The NCUA also says it is working closely with the Palm Springs FCU to investigate the drive's disappearance.
"NCUA only confirmed the loss, not how it happened or who was responsible," says NCUA spokesman John Fairbanks.
In the meantime, the NCUA and Palm Springs FCU are working to ensure they adequately notify all members who may have impacted.
"Since 2008, NCUA has had in place policies and procedures governing the proper handling of electronic data received as part of the examination process," the NCUA points out. "These procedures require NCUA examiners at all times to properly secure and control electronic devices containing sensitive or confidential information. We take this situation very seriously and we are committed to ensuring that the data shared in exams are protected."
'Trust is at Stake'
Outside observers say the breach sheds a negative light on how some banking regulators and institutions manage data, and could have a devastating public relations impact.
"We are deeply concerned about this event," says Eric Richard, general counsel for the Credit Union National Association. "NCUA examiners are charged with promoting the safety and soundness of credit unions, not putting it at risk. NCUA should conduct a thorough review of the situation to see what steps it can take to make sure that nothing like this happens again. Trust in the agency is at stake."

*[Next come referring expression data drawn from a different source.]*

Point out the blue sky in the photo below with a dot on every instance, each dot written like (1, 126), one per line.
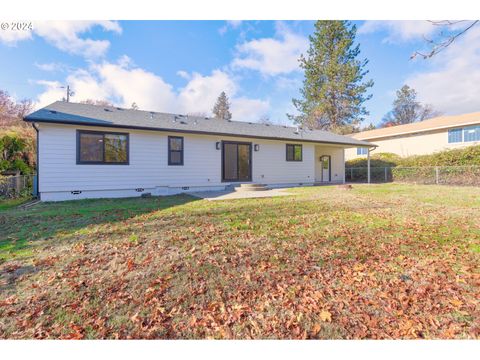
(181, 66)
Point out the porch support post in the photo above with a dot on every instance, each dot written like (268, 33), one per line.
(368, 165)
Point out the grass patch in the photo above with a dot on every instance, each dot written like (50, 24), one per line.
(377, 261)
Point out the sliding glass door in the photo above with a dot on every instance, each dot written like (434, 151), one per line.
(237, 161)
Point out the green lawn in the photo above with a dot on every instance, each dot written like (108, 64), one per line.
(378, 261)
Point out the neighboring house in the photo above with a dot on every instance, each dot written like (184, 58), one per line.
(88, 151)
(424, 137)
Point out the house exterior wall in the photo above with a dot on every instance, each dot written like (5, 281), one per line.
(148, 169)
(337, 163)
(411, 144)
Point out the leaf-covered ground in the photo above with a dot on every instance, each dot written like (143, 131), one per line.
(378, 261)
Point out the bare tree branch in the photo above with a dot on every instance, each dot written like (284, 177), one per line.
(446, 41)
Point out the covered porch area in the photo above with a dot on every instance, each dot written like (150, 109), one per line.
(330, 164)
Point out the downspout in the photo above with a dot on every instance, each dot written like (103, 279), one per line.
(368, 162)
(38, 160)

And while sensitive customer information is often shared with banking regulators during audits and exams, enhanced precautions, such as the use of secure file transfer portals and data encryption, should be more commonly used to transmit that information, says Amy McHugh, an attorney and former IT examination analyst for the Federal Deposit Insurance Corp., who now works as a banking consultant for CliftonLarsonAllen.
"I know the FDIC has a secure document upload service with two-factor authentication to transmit information," she says. "I'm not sure whether the NCUA has a similar process, and, if so, why it wasn't used."
McHugh says banking examiners aren't typically allowed direct access into institutions' internal networks. Instead, they often ask banks or credit unions to share data via secure file-sharing services.
"If the CU had secure e-mail, it could have e-mailed the information to the examiner as well," she says. "But, in my experience, small financial institutions don't have secure e-mail."
Anthony Vitale, former vice president of information technology at California-based Patelco Credit Union, who now works for supply chain software provider JDA Software, says institutions' policies related to how data is exchanged with banking regulators can often be lax.
"It would probably help if the exam team established a formal protocol with the CU prior to the exam, outlining the procedures for delivering and handling data, and requiring certain files to be password protected and encrypted," Vitale says. "There is nothing formal today. Exams are handled mostly by examiners leading and CUs following. There is nothing in the NCUA examiners' manual addressing the handing of data."
Flash Drive Risks
Neither NCUA nor Palm Springs FCU has said why a portable drive was used.
Regardless, McHugh says using any portable media for sharing sensitive customer information should be strictly prohibited. If using portable media is deemed a necessity, then any data should be fully encrypted and password protected. Also, the media should be scanned for viruses before any information is loaded to it. And as soon as the information stored to the device has been downloaded by the examiner/auditor, the media should immediately be returned to the institution, she says.
Aite's Inscoe says many banking institutions have adopted policies banning flash drives and other storage mechanisms from the workplace because these devices easily can be lost.
"It seems examiners should adopt a similar policy," she says.